40. Эскиз марки серии книг «История искусства народов СССР». 1967

В книгах, спроектированных мною в самом конце 70-х годов — «Эстетика Ренессанса»* и «Альбрехт Дюрер о шрифте»**,— снова чувствуется моя приверженность к менее догматичной, более гибкой (а потому — нестареющей) традиции Ренессанса. Но опытный глаз заметит и здесь новые черты, которые не могли бы проявиться, если бы я не прошел добровольно краткий курс современного проектирования, работая над «Левитаном» и «Серовым». Среди спроектированных в те же 70-е годы книг мне особенно хочется остановиться на двух — «Мир искусства» и «Эпоха романтизма в России».
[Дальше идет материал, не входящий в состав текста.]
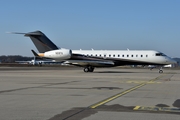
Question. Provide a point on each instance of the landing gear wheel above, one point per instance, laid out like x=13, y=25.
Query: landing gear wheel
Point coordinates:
x=89, y=69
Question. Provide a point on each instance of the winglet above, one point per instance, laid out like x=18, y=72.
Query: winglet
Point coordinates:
x=35, y=54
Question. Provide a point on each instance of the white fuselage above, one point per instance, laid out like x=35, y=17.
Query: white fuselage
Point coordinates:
x=149, y=56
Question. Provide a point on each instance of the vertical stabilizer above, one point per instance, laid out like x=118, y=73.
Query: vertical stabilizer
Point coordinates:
x=42, y=43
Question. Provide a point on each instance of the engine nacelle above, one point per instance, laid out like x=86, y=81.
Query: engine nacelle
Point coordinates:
x=61, y=54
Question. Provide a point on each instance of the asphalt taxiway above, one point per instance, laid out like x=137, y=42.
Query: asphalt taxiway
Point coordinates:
x=67, y=93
* Эстетика Ренессанса: Антология в 2-х т./Сост. В. П. Шестаков. М., 1981. В этой очень трудоемкой работе меня поддерживал энтузиазм всех ее участников, в особенности художественного редактора Э. Э. Ринчино. В сотрудничестве с ней за долгие годы работы в издательстве «Искусство» было оформлено много книг, среди которых особенно хочется выделить книгу Дж. Э. М.-Н. Уистлера «Изящное искусство создавать себе врагов» (М., 1970; вступит, ст., сост., пер. и примеч. Е. А. Некрасовой).
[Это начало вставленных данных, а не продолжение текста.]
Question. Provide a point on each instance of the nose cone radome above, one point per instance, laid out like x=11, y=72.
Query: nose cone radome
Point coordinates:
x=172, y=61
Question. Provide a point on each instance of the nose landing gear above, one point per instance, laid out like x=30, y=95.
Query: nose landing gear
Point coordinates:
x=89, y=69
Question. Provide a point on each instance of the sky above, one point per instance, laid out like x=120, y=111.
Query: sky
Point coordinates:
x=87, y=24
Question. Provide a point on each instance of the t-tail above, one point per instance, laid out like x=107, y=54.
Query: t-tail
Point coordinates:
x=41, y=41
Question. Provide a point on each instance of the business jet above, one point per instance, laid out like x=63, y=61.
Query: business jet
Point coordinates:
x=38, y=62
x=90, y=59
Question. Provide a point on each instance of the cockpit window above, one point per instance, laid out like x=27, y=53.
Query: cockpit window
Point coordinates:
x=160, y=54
** Альбрехт Дюрер о шрифте: Отрывок из третьей книги трактата «Наставление к измерению ...напечатанное... в 1525 году», факсимиле (перевод, комментарии, послесловие, оформление и макет В. В. Лазурского). М., 1981. Мне хочется выразить здесь благодарность всем лицам, перечисленным в колофоне этого издания, за их отношение к нашей обшей работе.
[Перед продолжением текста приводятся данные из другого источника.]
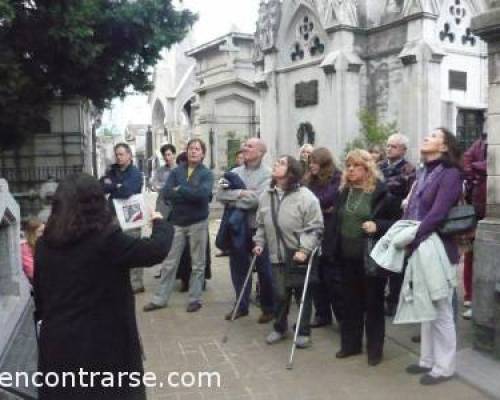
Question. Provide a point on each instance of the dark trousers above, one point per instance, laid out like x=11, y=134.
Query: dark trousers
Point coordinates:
x=365, y=297
x=327, y=293
x=395, y=281
x=283, y=297
x=239, y=263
В августе 1975 года я писал брату:

«Последние три недели мне приходилось много и напряженно работать, чтобы сдать своевременно все оригиналы для книги „Эпоха романтизма в России“. А оригиналов этих было несчетное количество: одних инициалов в орнаментированных рамках тридцать три штуки и вообще — масса орнаментации (заставки, линейки, концовки).

Я сам увлекся этой работой (вероятно, потому, что последние десять — пятнадцать лет орнаментация книг была не в моде и все по ней соскучились). Со мной это уже не в первый раз в жизни: я как-то чувствую, что наступает поворотный момент в искусстве. Но иногда, бывало, упреждал время и тогда не получал отзвука и работа ложилась на полку. На этот же раз, когда я принес эскизный проект в издательство „Искусство“, все обрадовались, увидев нарядную книгу, и, вероятно, она получит „зеленую улицу“, то есть ее постараются устроить в хорошую типографию, как следует напечатать на хорошей бумаге и т. д.

Автор книги В. С. Турчин, совсем молодой человек, ученик покойного Алексея Александровича Федорова-Давыдова, тоже был в восторге, увидев, что его детище собираются выпустить в свет нарядно одетым. А книга — отменно интересная по содержанию.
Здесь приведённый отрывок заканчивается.